As escolas indígenas têm várias faces hoje. Podem ser mera imposição de modelos educacionais ou podem adotar métodos que não desprezam o pluralismo e a identidade cultural dos povos. Por isso é preciso fazer uma distinção entre educação indígena e a educação escolar indígena.
A educação indígena é o processo com que cada povo transmite conhecimento (em língua nativa) para garantir a sobrevivência e a reprodução cultural. Não é uma educação dentro de quatro paredes como todos estão acostumados, mas uma educação cotidiana. Quando um pai indígena leva o filho para caçar ou coletar material de artesanato, a criança passa por um processo de transmissão cultural de valores, história e crenças.
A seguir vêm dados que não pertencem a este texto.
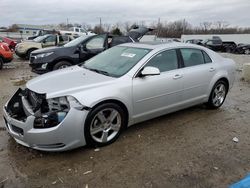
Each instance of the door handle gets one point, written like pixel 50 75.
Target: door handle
pixel 177 76
pixel 211 69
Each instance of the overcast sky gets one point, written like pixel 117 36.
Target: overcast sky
pixel 235 12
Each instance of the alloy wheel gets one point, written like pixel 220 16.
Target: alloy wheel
pixel 219 94
pixel 105 125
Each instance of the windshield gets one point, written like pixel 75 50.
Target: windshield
pixel 76 41
pixel 39 39
pixel 116 61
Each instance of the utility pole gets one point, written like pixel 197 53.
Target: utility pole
pixel 158 27
pixel 100 22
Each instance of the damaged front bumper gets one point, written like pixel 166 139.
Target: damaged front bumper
pixel 20 118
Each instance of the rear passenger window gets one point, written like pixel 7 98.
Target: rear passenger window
pixel 164 61
pixel 206 57
pixel 192 57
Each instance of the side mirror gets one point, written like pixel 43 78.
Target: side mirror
pixel 150 71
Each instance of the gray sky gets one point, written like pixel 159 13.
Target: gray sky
pixel 235 12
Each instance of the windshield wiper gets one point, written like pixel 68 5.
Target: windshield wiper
pixel 98 71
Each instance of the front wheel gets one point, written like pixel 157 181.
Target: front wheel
pixel 218 94
pixel 104 124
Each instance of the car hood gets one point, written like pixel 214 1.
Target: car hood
pixel 45 50
pixel 30 44
pixel 67 81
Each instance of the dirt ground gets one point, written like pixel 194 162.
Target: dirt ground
pixel 190 148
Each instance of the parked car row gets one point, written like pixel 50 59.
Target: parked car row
pixel 6 55
pixel 25 48
pixel 93 102
pixel 11 43
pixel 216 44
pixel 79 50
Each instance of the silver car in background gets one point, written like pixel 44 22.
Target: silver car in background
pixel 93 102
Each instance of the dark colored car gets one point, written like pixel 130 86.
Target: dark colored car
pixel 216 44
pixel 6 55
pixel 11 43
pixel 195 41
pixel 242 49
pixel 79 50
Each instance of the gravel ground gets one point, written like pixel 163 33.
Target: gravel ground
pixel 190 148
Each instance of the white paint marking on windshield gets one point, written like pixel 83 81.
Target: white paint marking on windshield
pixel 128 55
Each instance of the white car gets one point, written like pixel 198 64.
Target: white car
pixel 93 102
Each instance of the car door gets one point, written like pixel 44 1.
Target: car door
pixel 155 95
pixel 93 46
pixel 197 73
pixel 49 41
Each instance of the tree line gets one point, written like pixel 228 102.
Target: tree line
pixel 171 29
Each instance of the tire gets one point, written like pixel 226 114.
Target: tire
pixel 27 57
pixel 104 124
pixel 61 65
pixel 1 63
pixel 218 94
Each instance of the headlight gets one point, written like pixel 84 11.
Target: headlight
pixel 58 108
pixel 19 46
pixel 44 55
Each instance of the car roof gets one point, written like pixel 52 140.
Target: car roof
pixel 160 45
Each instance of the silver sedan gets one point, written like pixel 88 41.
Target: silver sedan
pixel 91 103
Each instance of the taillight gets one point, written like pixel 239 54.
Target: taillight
pixel 6 48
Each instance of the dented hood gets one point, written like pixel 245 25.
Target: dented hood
pixel 67 81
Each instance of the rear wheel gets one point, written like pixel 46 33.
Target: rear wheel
pixel 1 63
pixel 61 65
pixel 104 124
pixel 218 94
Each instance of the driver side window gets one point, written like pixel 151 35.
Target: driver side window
pixel 50 39
pixel 96 43
pixel 164 61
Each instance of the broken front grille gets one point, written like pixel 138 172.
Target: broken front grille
pixel 36 100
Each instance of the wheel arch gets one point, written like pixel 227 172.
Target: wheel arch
pixel 225 80
pixel 118 102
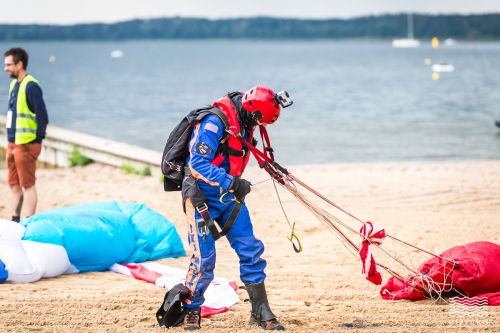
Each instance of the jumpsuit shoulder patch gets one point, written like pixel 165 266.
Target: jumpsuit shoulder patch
pixel 202 148
pixel 212 128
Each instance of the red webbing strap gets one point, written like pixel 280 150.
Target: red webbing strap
pixel 265 162
pixel 266 143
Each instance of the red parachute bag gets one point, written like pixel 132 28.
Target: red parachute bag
pixel 476 272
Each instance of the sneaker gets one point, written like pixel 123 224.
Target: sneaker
pixel 192 320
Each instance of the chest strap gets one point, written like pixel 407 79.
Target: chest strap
pixel 192 191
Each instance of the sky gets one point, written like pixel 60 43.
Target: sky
pixel 107 11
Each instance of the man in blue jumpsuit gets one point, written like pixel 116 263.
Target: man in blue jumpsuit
pixel 258 106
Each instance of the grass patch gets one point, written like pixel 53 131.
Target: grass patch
pixel 146 171
pixel 76 158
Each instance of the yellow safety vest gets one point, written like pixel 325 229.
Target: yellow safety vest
pixel 26 124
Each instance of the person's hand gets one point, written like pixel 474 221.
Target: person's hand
pixel 240 188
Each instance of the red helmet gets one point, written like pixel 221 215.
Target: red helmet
pixel 261 101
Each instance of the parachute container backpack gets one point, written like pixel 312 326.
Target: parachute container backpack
pixel 176 149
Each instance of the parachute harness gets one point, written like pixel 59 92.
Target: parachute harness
pixel 292 184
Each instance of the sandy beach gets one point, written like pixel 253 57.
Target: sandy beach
pixel 436 205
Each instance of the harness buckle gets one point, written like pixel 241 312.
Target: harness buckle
pixel 202 209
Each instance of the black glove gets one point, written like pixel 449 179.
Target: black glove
pixel 240 188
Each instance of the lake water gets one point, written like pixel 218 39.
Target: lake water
pixel 355 101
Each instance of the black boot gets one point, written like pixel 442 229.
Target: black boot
pixel 192 320
pixel 261 312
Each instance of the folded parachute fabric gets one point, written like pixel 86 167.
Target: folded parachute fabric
pixel 219 296
pixel 472 269
pixel 27 261
pixel 84 238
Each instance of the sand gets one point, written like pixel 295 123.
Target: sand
pixel 434 204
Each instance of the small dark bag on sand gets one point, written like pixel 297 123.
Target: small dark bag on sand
pixel 171 313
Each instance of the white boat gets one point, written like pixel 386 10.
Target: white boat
pixel 443 68
pixel 117 54
pixel 405 42
pixel 410 41
pixel 449 42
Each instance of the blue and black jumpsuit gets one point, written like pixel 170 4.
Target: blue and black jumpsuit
pixel 214 181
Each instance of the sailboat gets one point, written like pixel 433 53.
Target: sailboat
pixel 410 41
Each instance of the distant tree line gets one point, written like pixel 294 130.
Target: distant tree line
pixel 475 27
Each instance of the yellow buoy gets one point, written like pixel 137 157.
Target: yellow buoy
pixel 435 42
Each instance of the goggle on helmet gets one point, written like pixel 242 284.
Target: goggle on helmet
pixel 265 104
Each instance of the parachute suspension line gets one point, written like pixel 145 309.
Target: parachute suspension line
pixel 358 219
pixel 293 238
pixel 281 175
Já a educação escolar indígena deve congregar tanto o conhecimento tradicional dos povos quanto a cultura técnica e científica da sociedade brasileira como um todo. Um choque entre as educações escolar e indígena se deu por conta da existência de concepções de mundo diferentes.
A educação escolar seguia modelos dominantes, num incentivo à acumulação de bens, à competição e ao individualismo, contrária aos processos pedagógicos dos povos indígenas, que enfatizam diferentes formas de organização social. Mas a educação escolar indígena deve servir como um instrumento a serviço da autonomia de cada povo, que deve decidir o que é uma escola verdadeiramente indígena. É difícil para o Ministério da Educação integrar ações de ensino indígena nos três níveis de aprendizado. Se a educação escolar indígena ainda é capenga, imagine a superior. Existem algumas poucas experiências em universidades com licenciaturas específicas para atender à demanda de estudantes indígenas por cursos superiores. Mas será que estes cursos podem ajudar a solucionar os problemas enfrentados pelos povos no cotidiano?

Como os índios têm dificuldades para ingressar em universidades públicas, eles estão buscando o ensino particular, e a Funai não dispõe de verba para atender à demanda. Só um sistema integrado de educação escolar indígena, desde a educação básica até a superior, poderá garantir os princípios da especificidade, diferenciação e autonomia, que respeite a diversidade cultural, lingüística e as pedagogias próprias dos povos indígenas.